Less Chance of Rejection: Because of the keyhole nature of this procedure and the use of tissue layers that are very thin, rejection rates are low, and hence, the transplant is more stable and long-lasting.
Lower Quality Vision: Since everything is done so perfectly, the vision after surgery is better, and clearer, and less peaceful compared to the vision with other kinds of corneal transplants where the tissue is disturbed in some ways and allows more light into the optical element.
Allows for Lesser Surgical Attention: This surgery typically has less aggressiveness of postoperative rehabilitation, and a smaller number of control visits is required in comparison with traditional corneal transplants.
Is PDEK Surgery Indicated for You?
People suffering retinopathy on the basis of structural changes in the endothelium and those with diseases associated with opacity of the cornea causing vision impairment, are likely to benefit from PDEK surgery. With consultation to a highly qualified cornea expert from American Laser Eye Hospitals, you will get to know if the PDEK procedure makes sense for your eye condition. Our team is focused on ensuring that all your inquiries are resolved, the procedure is understood in every detail and the buy decision is made easily.

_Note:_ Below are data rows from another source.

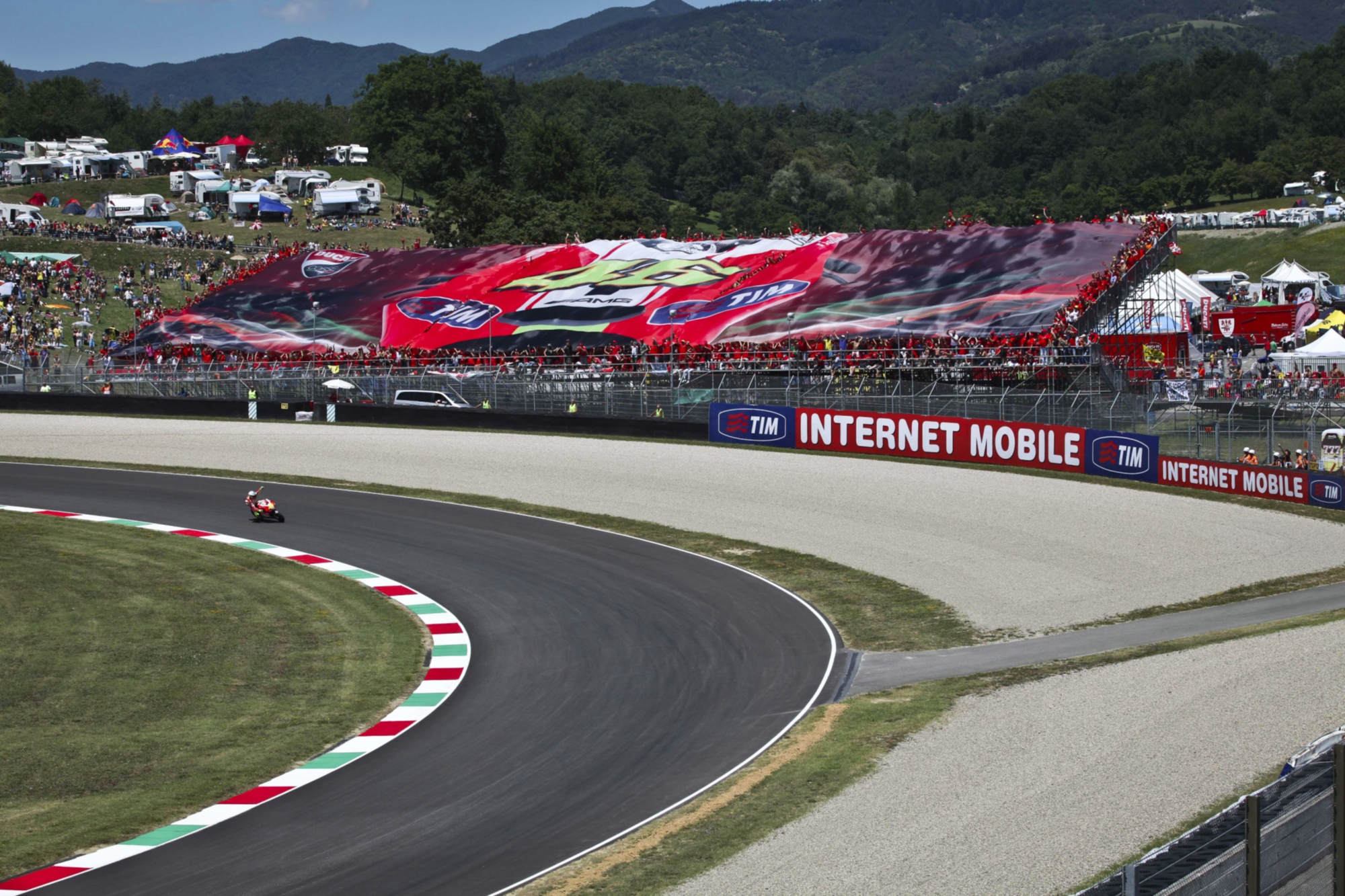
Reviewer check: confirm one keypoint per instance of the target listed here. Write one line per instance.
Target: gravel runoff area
(1008, 551)
(1036, 787)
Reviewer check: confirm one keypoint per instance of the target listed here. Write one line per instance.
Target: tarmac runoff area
(1008, 551)
(1034, 788)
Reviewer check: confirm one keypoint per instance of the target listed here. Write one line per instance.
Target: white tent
(1167, 291)
(1330, 345)
(1288, 278)
(1323, 353)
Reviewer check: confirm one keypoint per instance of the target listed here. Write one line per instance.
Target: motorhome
(352, 155)
(1221, 282)
(212, 192)
(248, 204)
(149, 205)
(38, 169)
(21, 213)
(188, 181)
(225, 157)
(98, 165)
(373, 185)
(88, 145)
(293, 182)
(345, 202)
(311, 186)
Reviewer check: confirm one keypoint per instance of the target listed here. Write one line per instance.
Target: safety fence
(1207, 430)
(1286, 838)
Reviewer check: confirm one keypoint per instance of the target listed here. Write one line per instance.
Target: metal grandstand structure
(1286, 838)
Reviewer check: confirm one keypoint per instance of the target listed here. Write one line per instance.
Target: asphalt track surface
(611, 678)
(880, 670)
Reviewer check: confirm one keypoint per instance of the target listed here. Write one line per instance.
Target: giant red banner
(969, 280)
(984, 442)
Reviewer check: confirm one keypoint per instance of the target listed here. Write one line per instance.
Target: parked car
(426, 399)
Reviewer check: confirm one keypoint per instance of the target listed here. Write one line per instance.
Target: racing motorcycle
(263, 509)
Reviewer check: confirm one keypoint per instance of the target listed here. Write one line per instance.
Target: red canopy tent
(244, 146)
(241, 142)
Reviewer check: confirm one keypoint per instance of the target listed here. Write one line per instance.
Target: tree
(440, 114)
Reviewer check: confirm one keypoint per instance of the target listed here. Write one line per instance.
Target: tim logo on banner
(753, 424)
(1122, 455)
(1327, 491)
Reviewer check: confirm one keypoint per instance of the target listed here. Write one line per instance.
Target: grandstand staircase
(1113, 304)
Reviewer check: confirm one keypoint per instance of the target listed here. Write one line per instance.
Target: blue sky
(143, 32)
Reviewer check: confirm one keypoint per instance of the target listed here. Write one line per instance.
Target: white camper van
(373, 185)
(352, 155)
(344, 202)
(188, 181)
(20, 213)
(149, 206)
(293, 182)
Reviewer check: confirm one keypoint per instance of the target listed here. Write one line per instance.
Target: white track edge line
(244, 807)
(827, 624)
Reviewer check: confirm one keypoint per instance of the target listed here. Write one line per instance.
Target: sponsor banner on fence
(1122, 455)
(1100, 452)
(753, 424)
(1327, 491)
(1235, 479)
(987, 442)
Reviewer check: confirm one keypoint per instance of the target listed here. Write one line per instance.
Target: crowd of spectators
(33, 298)
(116, 232)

Reach out to American Laser Eye Hospitals for Professional Eye Care Services
American Laser Eye Hospitals has proven to be a reliable and trustworthy institution in the eye hospitals context by embracing advanced procedures such as PDEK surgery to improve your vision quality. Get in touch with us now if you would like to book an appointment to find out more about how we can assist in restoring your vision and enhancing your ocular health with the help of our advanced surgical procedures. With our advanced services and personalized care, we assure the safety of your vision.